KSU   -   English 1101/55 & 57   -   Mr. Hagin   -   Fall 2002   -   Revised: 27 November 2002


Either/Or – a claim that presents an artificially limited range of choices.

An either/or fallacy occurs when a speaker makes a claim (usually a premise in an otherwise valid deductive argument) that presents an artificial range of choices.  For instance, he may suggest that there are only two choices possible, when three or more really exist.  Those who use an either/or fallacy try to force their audience to accept a conclusion by presenting only two possible options, one of which is clearly more desirable.


These tactics are purposefully designed to seduce those who are not well informed on a given topic.  A clever writer or speaker may use the either/or fallacy to make his idea look better when compared to an even worse one.  This type of selective contrast is also a form of stacking the deck.  This type of argument violates the principles of civil discourse: arguments should enlighten people, making them more knowledgeable and more capable of acting intelligently and independently.


A mother may tell her child: “Eat your broccoli or you won’t get desert.”

Children need this type of black and white structuring until they can learn to make valid choices.  These types of arguments become fallacious, however, when they reduce a complicated issue down to simple terms or when they deliberately obscure other alternatives.  Either/Or choices can also assume the form of scare tactics.  Sometimes, poorly-written multiple-choice tests contain these fallacies: sometimes the student can justify more than one correct choice, given different circumstances.


A firm believer states: “I'm not pro-choice; I'm pro-life.”

Politicians have wrapped this issue up into a messy ball of catch phrases.  They assume that a person must have a definitive stand on the abortion issue across the board – either for it or against it.  Using these terms, however, make this either/or fallacy especially comical.  Who is not technically pro-“life”?  We are all still here on this planet – living, eating, socializing, etc. – living life.  We like life; we fully support it.  On the other hand, we are all Americans whose speech is protected by the First Amendment that grants us freedom of intellectual choice.  Therefore, aren’t we all technically pro-“choice” too?

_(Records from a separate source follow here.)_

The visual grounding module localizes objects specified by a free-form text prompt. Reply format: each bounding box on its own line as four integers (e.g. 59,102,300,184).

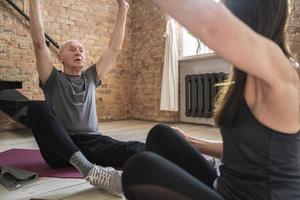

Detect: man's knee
146,124,175,143
122,151,159,185
27,102,52,118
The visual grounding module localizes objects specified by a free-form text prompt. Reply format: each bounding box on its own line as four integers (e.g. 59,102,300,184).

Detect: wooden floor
0,120,220,200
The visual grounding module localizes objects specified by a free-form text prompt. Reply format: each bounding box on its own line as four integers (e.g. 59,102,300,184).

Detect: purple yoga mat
0,149,82,178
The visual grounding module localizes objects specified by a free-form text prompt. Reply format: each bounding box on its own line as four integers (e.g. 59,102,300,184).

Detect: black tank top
217,100,300,200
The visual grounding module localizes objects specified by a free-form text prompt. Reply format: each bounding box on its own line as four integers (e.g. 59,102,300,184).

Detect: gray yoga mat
0,165,38,190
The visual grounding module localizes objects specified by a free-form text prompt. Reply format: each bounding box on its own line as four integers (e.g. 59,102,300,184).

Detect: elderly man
28,0,145,194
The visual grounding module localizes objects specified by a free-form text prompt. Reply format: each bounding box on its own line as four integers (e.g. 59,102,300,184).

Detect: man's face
59,40,85,68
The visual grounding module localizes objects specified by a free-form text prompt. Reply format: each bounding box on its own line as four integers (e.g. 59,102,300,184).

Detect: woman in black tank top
122,0,300,200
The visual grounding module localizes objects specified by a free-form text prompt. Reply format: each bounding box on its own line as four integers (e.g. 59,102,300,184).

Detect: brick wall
0,0,131,123
0,0,300,126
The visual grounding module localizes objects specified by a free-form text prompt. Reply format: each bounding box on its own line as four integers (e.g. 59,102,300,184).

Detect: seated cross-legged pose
28,0,145,195
122,0,300,200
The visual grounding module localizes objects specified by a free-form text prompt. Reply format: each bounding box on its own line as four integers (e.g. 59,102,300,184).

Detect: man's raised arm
29,0,53,84
96,0,129,80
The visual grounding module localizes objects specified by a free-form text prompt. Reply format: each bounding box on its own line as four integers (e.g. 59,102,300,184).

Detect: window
181,27,214,57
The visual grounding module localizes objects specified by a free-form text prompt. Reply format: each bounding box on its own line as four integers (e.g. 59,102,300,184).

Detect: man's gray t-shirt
40,65,101,135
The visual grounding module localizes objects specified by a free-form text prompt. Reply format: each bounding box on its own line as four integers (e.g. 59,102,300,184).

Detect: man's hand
117,0,129,9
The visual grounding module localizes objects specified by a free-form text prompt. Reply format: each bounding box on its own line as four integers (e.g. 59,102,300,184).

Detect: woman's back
218,96,300,200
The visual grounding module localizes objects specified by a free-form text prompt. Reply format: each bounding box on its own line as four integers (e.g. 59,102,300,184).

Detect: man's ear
57,54,64,64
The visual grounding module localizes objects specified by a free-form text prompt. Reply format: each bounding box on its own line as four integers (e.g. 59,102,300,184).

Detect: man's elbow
109,46,122,56
32,39,47,49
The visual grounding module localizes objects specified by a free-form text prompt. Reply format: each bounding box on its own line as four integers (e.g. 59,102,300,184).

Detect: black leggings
122,124,224,200
28,103,145,168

We can play these word games for hours, but these terms cannot adequately help us arrive at a conclusion on this issue if they obscure the realities.  Wouldn’t some anti-abortion advocates be in favor of aborting a fetus in order to save the life of the mother?  So are they pro-“life” or “choice” if they sacrifice one of them instead of both?  … or neither?  Do you see how this gets us nowhere?  The pro choice/life debate has been “dumbed down” to these two equivocated, loaded, slanted, and distorted terms that only get people mad.  Life, death, and abortion are much too complicated to be understood on a bumper sticker.

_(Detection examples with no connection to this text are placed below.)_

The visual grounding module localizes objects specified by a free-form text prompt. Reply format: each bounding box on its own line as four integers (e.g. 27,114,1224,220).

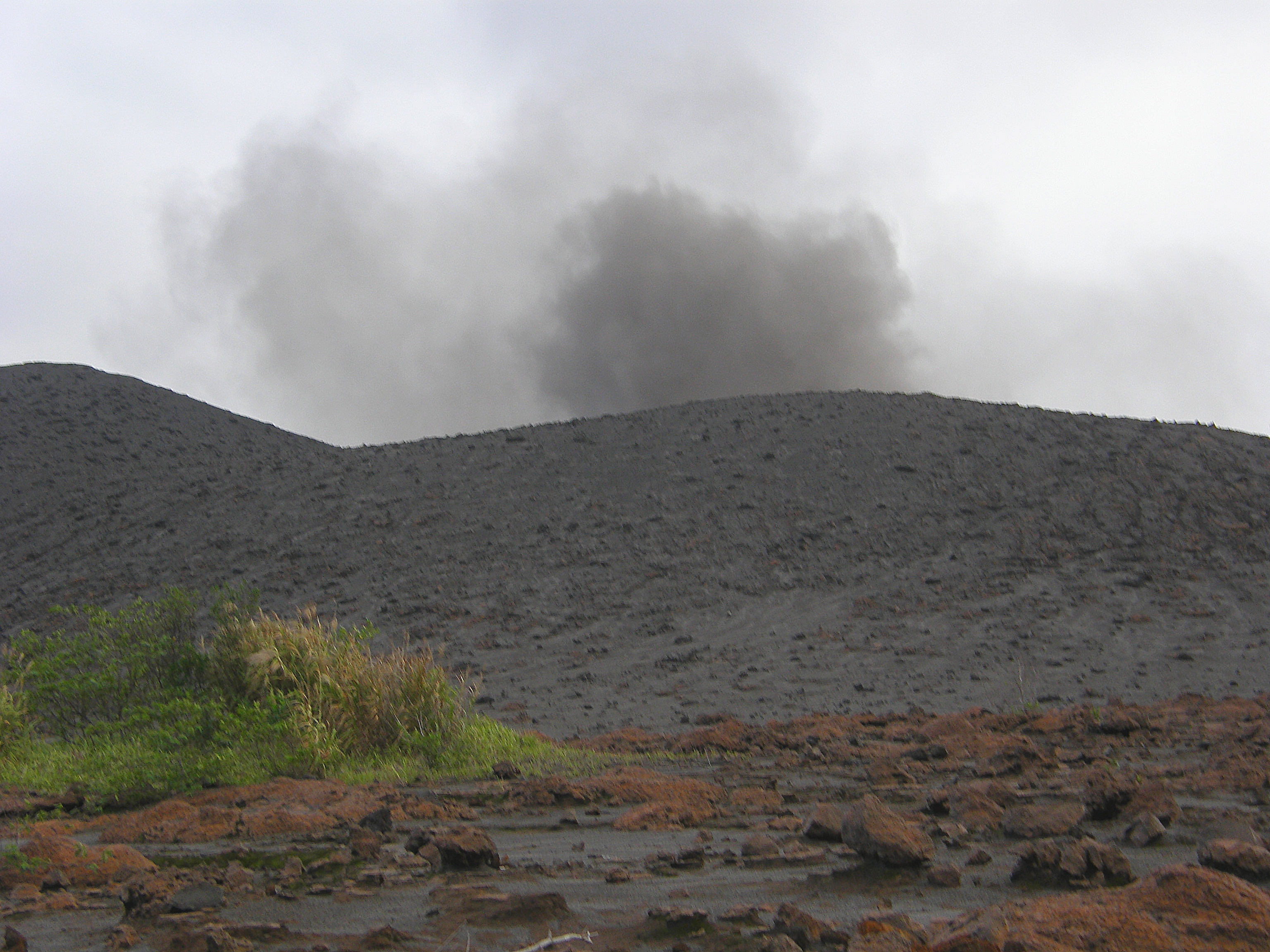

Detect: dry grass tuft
210,608,470,757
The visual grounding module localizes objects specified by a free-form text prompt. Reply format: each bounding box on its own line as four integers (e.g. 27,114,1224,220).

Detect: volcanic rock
1124,814,1168,849
740,833,781,857
1010,836,1133,887
772,902,848,948
842,793,935,866
1199,839,1270,882
803,804,842,843
405,826,499,869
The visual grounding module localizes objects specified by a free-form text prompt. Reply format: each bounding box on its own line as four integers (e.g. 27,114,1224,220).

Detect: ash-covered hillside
0,364,1270,735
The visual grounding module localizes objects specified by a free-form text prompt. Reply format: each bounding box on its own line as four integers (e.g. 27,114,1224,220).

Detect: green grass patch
0,589,614,807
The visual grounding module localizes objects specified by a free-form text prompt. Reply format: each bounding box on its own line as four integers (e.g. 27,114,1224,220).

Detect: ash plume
539,184,907,415
112,66,907,444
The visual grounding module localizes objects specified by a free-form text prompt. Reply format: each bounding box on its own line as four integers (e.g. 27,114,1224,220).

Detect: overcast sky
0,0,1270,444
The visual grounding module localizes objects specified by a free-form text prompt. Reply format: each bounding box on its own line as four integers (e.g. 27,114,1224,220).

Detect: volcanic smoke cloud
539,184,907,415
131,71,908,443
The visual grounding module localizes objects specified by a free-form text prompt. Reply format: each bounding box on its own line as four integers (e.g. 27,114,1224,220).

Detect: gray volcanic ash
0,364,1270,735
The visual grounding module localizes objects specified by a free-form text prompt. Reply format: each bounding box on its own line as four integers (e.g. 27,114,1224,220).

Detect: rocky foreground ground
0,695,1270,952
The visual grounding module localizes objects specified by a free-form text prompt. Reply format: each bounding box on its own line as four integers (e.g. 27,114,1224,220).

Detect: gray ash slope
0,364,1270,736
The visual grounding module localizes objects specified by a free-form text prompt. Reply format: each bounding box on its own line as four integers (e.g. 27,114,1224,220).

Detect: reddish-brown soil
0,695,1270,952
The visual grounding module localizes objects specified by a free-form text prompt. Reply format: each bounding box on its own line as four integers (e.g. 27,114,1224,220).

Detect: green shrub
210,612,466,757
0,588,609,806
0,684,31,752
4,588,207,738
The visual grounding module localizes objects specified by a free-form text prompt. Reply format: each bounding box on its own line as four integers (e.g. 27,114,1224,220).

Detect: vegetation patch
0,588,602,809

Be aware: the either/or assertion does not express a pair of contradictory alternatives; rather, they offer a pair of contrary alternatives (mere contraries do not exhaust the possibilities).  Light and dark, for example, are contraries because they represent opposite qualities that are necessary in one in order to define the other.  Yet there are several in-between states of light in our earth: dusk, twilight, eclipses, etc.

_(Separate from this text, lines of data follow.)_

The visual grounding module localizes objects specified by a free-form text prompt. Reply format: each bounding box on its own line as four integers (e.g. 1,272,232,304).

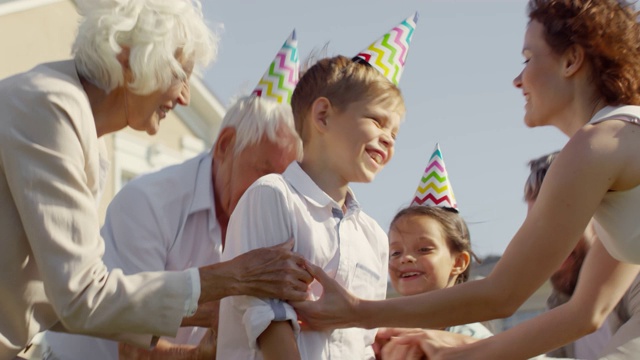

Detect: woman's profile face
125,57,193,135
513,21,570,127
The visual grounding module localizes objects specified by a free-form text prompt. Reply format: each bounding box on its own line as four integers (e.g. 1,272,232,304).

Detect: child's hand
289,261,360,330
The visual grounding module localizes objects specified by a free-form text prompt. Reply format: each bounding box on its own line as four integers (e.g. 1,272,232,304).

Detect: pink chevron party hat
252,30,300,104
353,12,418,86
411,144,458,211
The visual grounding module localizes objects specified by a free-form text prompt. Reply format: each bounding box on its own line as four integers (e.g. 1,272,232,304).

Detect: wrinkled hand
118,339,215,360
198,239,313,304
381,329,478,360
289,262,360,330
229,239,313,300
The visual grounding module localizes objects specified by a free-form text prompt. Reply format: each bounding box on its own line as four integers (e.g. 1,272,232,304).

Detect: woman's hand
289,261,360,330
381,329,478,360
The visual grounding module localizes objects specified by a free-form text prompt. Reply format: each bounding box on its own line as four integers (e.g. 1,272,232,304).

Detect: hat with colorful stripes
411,144,458,211
353,12,418,86
252,30,300,104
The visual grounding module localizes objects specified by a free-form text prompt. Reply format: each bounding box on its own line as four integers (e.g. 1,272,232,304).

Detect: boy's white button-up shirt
46,153,222,360
217,162,389,359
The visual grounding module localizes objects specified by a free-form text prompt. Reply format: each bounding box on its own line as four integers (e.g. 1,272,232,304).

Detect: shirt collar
282,161,360,215
189,152,218,230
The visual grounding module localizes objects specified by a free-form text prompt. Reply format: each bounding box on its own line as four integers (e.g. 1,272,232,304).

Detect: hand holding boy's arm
199,239,313,303
258,321,300,360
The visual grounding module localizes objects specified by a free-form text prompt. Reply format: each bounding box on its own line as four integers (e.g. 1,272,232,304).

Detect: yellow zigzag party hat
353,12,418,86
411,144,458,211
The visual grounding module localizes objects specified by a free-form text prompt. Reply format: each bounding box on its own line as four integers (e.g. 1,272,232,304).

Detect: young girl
389,205,493,339
296,0,640,359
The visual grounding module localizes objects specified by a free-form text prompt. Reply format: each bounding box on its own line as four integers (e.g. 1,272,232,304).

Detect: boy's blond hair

An ignorant friend might say: “I’m not a doctor, but your runny nose and cough tell me that you either have a cold or the flu.”

Well, the only truth about the above statement is that the speaker is not a doctor.  Although most people with these symptoms really do have the common cold or a touch of the flu, these options are not the only two available.  Allergies, bronchitis, or thousands of more serious diseases could all display these two common symptoms.  See your doctor for a diagnosis without relying on overgeneralizations or either/or fallacies.


President George W. Bush: “You're either with us or against us.”

These types of arguments falls because the audience is not given a fair choice – there exist many alternate (and often more desirable) choices that are never offered to the listener for consideration.  Isn’t Switzerland a neutral country?  (Yes.)  So, are they “for” or “against” the United States?  Do you love every part of your best friend’s personality?  Does that mean that you too are “for” or “against” this person?


If you claim that an argument involves false dilemma, however, the burden of proof is on you to show why the dilemma is false: be prepared to identify at least one additional, relevant option which is omitted that creates a false dilemma.

NOTE: Not every either/or choice is fallacious — there may be only two reasonable alternatives.  Many lights, for example, are wired so that they must exist in one of two states: on or off; likewise, a woman either is or is not pregnant, etc.